Flight cost sharing: the CAA spells out what’s legal, what’s not
The CAA has issued guidance on the circumstances in which the direct costs of a private flight may be shared.
The flight must be cost-shared by private individuals. The direct costs of the flight must be shared between all of the occupants of the aircraft, including the pilot, up to a maximum of six persons. The cost-sharing arrangements apply to any non-complex, powered EASA aircraft including those registered outside of the EASA area but flown by an operator established or residing in the EC. Cost sharing is also permitted in NON-EASA (Annex II of the Basic Regulation) aircraft registered in the UK. ‘Direct costs means the costs directly incurred in relation to a flight (e.g. fuel, airfield charges, rental fee for an aircraft)’, explains the CAA. ‘Annual costs that cannot be included in the cost sharing are the costs of keeping, maintaining, insuring and operating the aircraft over a period of one calendar year. There can be no element of profit. In the case of a jointly owned aircraft, the hourly rate, normally payable by a joint owner for the use of their aircraft, is considered to be a “direct cost”.

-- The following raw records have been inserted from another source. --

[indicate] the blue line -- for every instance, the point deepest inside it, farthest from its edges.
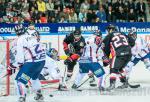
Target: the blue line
(87, 33)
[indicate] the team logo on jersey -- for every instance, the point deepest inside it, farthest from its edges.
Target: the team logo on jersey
(82, 44)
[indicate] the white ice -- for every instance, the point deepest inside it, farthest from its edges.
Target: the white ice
(89, 94)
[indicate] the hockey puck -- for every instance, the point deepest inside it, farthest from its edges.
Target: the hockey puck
(50, 95)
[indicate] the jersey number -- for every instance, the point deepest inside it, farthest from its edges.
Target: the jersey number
(120, 40)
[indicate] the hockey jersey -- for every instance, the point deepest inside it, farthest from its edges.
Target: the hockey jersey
(141, 48)
(92, 51)
(29, 50)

‘Cost shared flights can be advertised, including the use of online “flight sharing” platforms… [but] it is recommended that any advertising or promotion of cost sharing flights makes it clear that they are private arrangements and not conducted in accordance with commercial air transport or, where appropriate, public transport rules. Passengers should be made aware that the pilot may amend or cancel the flight for any reason, including at short notice. The proportion of the costs that must be shared by the pilot is not specified in the regulations, however the pilot must make a contribution to the direct costs of the flight that he is conducting.’